I suddetti motivi di ricorso non possono pertanto trovare accoglimento, ed in tale statuizione rimane assorbito il terzo motivo di ricorso ove si osservi che, essendo stata l’azione – per il conseguimento della rendita da inabilità permanente – incoata il 22.9.2003, il relativo diritto, anche alla stregua della prospettazione di parte ricorrente secondo cui l’azione avrebbe potuto essere iniziata solo dopo il decorso del periodo di tre anni e 150 giorni dal consolidamento dei postumi invalidanti verificatosi al termine del periodo di 1044 giorni di invalidità temporanea, e cioè dal 17,2.1993, si era ormai prescritto.
Il motivo è comunque infondato.
Dispone il Decreto del Presidente della Repubblica n. 1124 del 1965, articolo 122 che "l’azione per conseguire le prestazioni di cui al presente titolo si prescrive nel termine di tre anni dal giorno dell’infortunio o da quello della manifestazione della malattia professionale".
Sul punto questa Corte ha avuto modo di evidenziare (Cass. sez. lav., 18.8.2004 n. 16178) che la "manifestazione", quale fatto normativamente previsto dall’indicato articolo 112, è la forma oggettiva che assume il fatto, nel suo essere manifesto, e che consente al fatto stesso di essere conosciuto; è, in definitiva, Soggettiva possibilità che il fatto sia conosciuto dal soggetto interessato, e cioè la sua "conoscibilità". E tale conoscibilità coinvolge l’esistenza della malattia, ed i suoi caratteri di professionalità ed indennizzabilità.
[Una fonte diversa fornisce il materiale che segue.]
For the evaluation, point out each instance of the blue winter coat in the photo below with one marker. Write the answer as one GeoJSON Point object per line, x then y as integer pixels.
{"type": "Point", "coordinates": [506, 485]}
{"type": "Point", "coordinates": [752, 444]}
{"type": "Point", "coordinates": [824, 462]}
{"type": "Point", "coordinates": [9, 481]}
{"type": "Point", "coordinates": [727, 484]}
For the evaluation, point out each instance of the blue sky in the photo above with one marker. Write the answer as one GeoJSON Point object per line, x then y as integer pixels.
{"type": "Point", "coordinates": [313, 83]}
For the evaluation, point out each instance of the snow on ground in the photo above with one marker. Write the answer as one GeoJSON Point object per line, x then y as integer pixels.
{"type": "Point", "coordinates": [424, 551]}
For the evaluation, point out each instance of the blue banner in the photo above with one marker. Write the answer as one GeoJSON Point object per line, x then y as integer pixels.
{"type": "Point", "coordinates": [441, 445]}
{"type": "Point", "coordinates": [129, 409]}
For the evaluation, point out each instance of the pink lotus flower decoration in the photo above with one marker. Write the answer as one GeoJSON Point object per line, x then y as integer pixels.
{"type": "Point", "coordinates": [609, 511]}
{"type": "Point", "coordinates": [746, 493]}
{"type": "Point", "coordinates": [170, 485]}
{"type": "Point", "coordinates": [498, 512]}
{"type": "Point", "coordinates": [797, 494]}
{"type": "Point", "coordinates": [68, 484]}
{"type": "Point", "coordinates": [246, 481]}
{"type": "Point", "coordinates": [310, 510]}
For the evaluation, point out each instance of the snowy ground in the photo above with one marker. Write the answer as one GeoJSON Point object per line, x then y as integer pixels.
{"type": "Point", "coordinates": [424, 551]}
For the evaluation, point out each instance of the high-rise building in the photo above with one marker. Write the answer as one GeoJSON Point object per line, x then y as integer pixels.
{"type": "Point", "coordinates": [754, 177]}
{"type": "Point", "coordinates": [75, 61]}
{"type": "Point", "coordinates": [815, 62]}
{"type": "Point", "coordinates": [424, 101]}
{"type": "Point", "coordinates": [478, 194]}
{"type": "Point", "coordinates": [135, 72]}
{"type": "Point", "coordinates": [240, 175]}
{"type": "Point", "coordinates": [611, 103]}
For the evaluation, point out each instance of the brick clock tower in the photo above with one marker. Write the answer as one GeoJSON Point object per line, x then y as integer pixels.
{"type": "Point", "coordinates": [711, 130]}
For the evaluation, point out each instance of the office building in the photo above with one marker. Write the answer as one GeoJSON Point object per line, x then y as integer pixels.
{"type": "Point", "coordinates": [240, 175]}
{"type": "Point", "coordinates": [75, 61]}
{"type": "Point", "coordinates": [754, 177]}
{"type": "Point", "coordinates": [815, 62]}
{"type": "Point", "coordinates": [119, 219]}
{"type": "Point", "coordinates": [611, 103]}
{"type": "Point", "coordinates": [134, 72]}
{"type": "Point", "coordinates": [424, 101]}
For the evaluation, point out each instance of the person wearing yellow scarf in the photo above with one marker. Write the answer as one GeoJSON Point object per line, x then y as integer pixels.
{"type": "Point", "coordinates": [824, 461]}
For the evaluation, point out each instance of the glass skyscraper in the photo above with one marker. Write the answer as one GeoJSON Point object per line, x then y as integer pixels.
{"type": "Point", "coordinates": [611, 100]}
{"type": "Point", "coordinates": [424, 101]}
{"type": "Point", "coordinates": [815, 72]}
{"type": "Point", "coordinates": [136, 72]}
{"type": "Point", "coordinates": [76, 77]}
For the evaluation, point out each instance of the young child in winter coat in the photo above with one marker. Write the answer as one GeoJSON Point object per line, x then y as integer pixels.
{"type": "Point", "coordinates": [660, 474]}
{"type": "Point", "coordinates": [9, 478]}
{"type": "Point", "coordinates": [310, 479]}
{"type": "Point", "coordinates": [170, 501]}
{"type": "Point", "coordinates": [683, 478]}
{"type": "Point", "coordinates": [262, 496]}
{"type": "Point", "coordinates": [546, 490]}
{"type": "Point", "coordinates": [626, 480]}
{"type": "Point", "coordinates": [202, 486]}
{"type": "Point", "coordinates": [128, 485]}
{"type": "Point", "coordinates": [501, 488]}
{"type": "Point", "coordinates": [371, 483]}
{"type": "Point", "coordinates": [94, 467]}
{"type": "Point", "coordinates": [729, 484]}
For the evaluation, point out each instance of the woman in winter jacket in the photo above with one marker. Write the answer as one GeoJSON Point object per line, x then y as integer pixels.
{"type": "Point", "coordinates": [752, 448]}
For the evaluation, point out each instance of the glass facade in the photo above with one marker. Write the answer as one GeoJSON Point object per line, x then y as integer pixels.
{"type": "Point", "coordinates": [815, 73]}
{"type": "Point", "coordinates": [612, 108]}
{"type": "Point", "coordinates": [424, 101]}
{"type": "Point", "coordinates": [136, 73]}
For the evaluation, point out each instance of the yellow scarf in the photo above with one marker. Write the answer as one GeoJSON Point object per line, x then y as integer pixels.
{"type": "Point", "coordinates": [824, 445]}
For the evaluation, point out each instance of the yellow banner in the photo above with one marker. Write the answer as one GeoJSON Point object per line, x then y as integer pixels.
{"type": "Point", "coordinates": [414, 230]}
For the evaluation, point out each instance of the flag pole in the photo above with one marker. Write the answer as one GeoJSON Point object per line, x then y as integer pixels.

Alla stregua di quanto sopra deve escludersi l’esistenza, nell’impugnata sentenza, del dedotto vizio di violazione di legge, atteso che l’interpretazione della disposizione in parola fornita dalla Corte territoriale è assolutamente conforme al contenuto normativo della disposizione in questione.
Ed invero i giudici di merito, applicando correttamente i principi sopra esposti, hanno ritenuto che la consapevolezza dell’esistenza della malattia e della sua origine professionale potesse ragionevolmente presumersi sussistente già alla data della domanda amministrativa, atteso che, senza tale consapevolezza, l’istanza sarebbe stata palesemente infondata e pretestuosa.
Dovendosi altresì rilevare, in ordine alla ritenuta consapevolezza, che trattasi di una valutazione di merito in relazione alla quale, avendo la Corte territoriale evidenziato, in maniera coerente e corretta, le ragioni che rendevano pienamente contezza dei proprio convincimento e dell’iter motivazionale attraverso cui era pervenuta alla suddetta conclusione, resta escluso qualsiasi controllo in sede di legittimità.
Il ricorso va pertanto rigettato.
Nessuna statuizione va adottata per quel che riguarda le spese di giudizio, ricorrendo le condizioni previste per l’esonero del soccombente dal rimborso a norma dell’articolo 152 disp. att. c.p.c., nel testo originario, quale risultante a seguito della sentenza costituzionale n. 134 del 1994, non essendo applicabile al presente giudizio la modificazione introdotta dal Decreto Legge 30 settembre 2003, n. 269, articolo 42, u.c., convertito in Legge 24 novembre 2003, n. 326, trattandosi di giudizio introdotto prima del 2 ottobre 2003 (data di entrata in vigore del decreto).
P.Q.M.
LA CORTE
rigetta il ricorso. Nulla per le spese.